I entered the hobby of woodworking indirectly. It was in fact, my passion for beautiful guitars that inspired me to learn how to work wood. I have wanted to learn guitar since I was a youth and a little over a year ago Susan and I began the study by attending an adult  education class at the community college. I practice almost every day, not out of discipline but because I enjoy it. When I’m not practicing I sometimes unwind by window shopping for beautiful (and sometimes ugly) instruments. My wife refers to this as “guitar porn”. I’m afraid I have contracted a common but serious condition known as GAS or guitar acquisition syndrome. My illness is somewhat under control as I haven’t purchased any guitars in recent history, however it has caused a very serious secondary problem commonly referred to as TAS or tool acquisition syndrome. My TAS problem is a direct side effect of my uncontrolled desire to build marvelous music machines of all flavors. I mention this because I recently have had a flare-up. I’ve been patient but once again I’ve begun looking at guitar kits and plans.

My electric is a nicely made Korean copy of the single cut-away, dual humbucker guitar everyone would recognize as a Les Paul style.  Quilted maple top, Grover tuners, ebony fret board with MOP inlays. I didn’t pay a fortunate and it is a wonderful guitar.

Agile AL-3100 Tribal Red

But being an old classic rock fan, I’ve been hungering for dual cut-away, triple single coil guitar everyone would recognize as a Fender Stratocaster style.

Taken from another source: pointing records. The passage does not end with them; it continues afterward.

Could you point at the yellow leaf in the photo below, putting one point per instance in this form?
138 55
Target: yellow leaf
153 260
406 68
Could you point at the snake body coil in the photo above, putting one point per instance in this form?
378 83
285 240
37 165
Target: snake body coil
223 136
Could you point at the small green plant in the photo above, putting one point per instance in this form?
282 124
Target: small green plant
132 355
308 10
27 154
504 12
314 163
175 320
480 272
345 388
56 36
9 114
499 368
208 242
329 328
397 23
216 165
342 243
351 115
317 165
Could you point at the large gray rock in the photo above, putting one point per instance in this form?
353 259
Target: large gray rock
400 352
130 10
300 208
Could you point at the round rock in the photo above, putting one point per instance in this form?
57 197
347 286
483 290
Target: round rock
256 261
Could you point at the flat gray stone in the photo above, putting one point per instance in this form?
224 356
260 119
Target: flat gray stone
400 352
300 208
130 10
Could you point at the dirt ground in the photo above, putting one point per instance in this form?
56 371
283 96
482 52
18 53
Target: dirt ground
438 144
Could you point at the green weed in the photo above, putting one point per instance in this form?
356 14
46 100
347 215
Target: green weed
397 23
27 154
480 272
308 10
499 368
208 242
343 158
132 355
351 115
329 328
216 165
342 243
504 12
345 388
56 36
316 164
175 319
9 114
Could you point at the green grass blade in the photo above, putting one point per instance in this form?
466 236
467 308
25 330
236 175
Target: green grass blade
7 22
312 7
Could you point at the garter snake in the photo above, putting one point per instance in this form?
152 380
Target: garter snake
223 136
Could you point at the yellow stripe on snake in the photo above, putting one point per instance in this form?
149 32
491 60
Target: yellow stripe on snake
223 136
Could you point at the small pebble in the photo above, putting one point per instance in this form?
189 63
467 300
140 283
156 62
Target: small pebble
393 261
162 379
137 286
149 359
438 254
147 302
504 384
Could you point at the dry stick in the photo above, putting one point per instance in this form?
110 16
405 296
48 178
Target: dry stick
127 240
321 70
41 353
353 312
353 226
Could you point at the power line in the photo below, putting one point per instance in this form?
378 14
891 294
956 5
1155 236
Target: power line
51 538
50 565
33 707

I certainly don’t need another instrument to practice guitar, “just want one”. I tell myself that I’ll make one and I probably will someday but until then, I found a $30 pawn shop special. It’s a guitar made around 1996 by Ibanez CX140 in black. At the time it retailed for $239.95. Similar to this one only mine is black.

Ibanez CX140

My goal is to rehab it into a practice/player I can have on-hand without fear of dings, dents, etc.. I’m not planning on putting any money in it, I just want to begin the study of guitar repair. At the moment all the parts work but the pots and jack need cleaning and grounding. I plan to use heavy-duty aluminum foil to shield the electronics cavities. I may actually change the nut as the black plastic one is already loose and it would be a learning experience to do so. Well, enough about that for now…

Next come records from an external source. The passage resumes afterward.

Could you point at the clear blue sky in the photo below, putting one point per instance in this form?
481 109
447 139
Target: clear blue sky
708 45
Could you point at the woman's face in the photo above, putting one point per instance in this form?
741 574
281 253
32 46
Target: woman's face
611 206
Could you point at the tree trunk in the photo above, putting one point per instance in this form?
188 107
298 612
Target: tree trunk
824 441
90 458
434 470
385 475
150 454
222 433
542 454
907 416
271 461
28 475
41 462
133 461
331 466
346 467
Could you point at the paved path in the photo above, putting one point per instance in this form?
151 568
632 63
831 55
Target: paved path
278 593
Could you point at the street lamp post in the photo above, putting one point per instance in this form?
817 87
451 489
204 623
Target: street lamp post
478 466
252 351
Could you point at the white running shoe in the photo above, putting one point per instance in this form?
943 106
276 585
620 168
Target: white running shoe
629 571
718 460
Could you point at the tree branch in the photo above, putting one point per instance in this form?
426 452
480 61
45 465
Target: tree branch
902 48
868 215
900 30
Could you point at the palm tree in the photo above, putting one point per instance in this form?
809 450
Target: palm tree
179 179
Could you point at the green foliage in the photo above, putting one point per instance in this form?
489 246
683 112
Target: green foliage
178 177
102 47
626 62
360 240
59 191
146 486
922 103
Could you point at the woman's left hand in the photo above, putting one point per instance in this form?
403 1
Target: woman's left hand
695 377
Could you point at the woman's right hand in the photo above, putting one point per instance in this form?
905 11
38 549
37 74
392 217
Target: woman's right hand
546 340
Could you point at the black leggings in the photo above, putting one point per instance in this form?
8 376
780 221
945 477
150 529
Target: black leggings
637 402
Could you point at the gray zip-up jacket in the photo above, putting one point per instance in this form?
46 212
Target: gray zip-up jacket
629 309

I mention my guitars because over the weekend I built a couple of guitar wall mounts to hang them in my practice room which as it turns out, is also our bedroom. I had some scraps of cypress on-hand and became inspired on Saturday. Pretty much like everything I’ve made so far, they are prototype/practice exercises. I’m finishing them with a simple teak oil and I hope to test them out sometime this week.

Guitar Wall Mounts Guitar Wall Mounts

The longer mount is for my acoustic which has a much thicker body than the Strat copy. I plan to add a safety catch. I was thinking a small bit of chain but Susan suggested using a piece of wood.  Both options seem viable at this point. Although I did measure, there is still some question as to whether all things will work properly once thy are on the wall.  As I have said in previous posts, I refuse to worry about every little thing and I’m just going to have fun on the journey. If they aren’t perfect, I’ll modify the plan for next time.

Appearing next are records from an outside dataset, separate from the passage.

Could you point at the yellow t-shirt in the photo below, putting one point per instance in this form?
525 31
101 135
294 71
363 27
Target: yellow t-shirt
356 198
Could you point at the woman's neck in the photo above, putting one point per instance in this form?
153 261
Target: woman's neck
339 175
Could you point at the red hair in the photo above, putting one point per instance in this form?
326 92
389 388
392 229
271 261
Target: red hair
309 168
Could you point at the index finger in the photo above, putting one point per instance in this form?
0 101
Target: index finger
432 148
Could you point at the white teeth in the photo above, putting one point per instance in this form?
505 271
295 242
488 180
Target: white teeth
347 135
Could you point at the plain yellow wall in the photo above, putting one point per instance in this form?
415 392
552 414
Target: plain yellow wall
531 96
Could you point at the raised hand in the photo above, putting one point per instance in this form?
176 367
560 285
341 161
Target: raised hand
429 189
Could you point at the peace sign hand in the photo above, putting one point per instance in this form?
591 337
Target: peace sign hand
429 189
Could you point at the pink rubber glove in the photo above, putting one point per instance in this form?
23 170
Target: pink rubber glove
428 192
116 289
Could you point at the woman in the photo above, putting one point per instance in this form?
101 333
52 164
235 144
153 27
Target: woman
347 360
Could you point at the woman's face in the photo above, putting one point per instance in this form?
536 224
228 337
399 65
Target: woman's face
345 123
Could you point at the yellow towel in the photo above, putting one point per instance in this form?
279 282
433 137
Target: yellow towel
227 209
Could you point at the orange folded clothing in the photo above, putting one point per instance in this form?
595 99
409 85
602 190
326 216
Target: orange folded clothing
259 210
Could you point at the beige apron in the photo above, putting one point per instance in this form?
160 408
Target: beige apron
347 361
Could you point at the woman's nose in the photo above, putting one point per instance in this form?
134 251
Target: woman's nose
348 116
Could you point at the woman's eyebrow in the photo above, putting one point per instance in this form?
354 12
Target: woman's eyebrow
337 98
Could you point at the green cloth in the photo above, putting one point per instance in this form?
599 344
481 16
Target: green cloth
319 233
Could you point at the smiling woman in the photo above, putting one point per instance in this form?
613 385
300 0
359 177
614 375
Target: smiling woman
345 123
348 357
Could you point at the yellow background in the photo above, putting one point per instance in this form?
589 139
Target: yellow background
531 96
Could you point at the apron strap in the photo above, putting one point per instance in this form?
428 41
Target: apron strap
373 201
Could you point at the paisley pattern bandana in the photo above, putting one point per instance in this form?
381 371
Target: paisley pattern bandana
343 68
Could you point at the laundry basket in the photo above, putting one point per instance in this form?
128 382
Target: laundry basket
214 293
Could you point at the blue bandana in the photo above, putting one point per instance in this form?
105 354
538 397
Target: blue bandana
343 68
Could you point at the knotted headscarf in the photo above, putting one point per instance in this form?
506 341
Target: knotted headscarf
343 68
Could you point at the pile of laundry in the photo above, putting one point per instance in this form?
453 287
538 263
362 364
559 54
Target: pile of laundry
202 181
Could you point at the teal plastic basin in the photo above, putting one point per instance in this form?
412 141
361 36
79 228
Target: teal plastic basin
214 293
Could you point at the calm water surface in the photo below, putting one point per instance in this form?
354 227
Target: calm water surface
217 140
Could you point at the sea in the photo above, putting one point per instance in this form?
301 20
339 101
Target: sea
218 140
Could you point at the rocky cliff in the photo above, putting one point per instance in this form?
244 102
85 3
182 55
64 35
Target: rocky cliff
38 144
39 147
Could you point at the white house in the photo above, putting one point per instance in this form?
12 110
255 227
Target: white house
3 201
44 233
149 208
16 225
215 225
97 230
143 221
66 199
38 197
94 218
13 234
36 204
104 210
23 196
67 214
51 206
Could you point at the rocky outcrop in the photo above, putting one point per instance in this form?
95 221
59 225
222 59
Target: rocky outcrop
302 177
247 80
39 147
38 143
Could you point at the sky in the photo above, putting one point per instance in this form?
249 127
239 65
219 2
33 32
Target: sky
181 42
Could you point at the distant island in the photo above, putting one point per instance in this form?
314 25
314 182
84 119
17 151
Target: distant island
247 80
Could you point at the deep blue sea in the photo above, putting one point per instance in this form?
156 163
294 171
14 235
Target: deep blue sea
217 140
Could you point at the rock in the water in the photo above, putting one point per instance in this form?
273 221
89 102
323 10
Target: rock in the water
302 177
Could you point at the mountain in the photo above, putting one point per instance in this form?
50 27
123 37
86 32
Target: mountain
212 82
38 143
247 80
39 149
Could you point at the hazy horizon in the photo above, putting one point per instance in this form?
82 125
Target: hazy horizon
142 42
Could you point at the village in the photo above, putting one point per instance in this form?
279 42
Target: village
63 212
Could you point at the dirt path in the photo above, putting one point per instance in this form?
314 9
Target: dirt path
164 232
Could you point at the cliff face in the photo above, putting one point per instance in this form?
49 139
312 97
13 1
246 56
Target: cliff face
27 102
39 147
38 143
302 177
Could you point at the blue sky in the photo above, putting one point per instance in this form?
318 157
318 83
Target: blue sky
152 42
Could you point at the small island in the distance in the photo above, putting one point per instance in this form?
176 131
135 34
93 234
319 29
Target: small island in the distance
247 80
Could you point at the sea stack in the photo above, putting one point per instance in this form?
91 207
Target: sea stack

You have been reading an excerpt from the shop journal of the Turtlecovebrewer.

Advertisements
  1. June 20, 2013 at 5:25 pm

    I’m hoping to start my first guitar build very soon!

    I purchased two plans last year (a Les Paul Tele and a Les Paul ‘T-type’ guitar) but, after viewing some images on Google and looking at the excess of walnut in my workshop(!), I’ve decided to make a Gibson SG with the smaller scratch plate and the plans for that one arrived today! 😉

    • June 20, 2013 at 7:41 pm

      Very exciting Olly I really can’t wait to see you’re project(s). We have to have a guitar for every occasion!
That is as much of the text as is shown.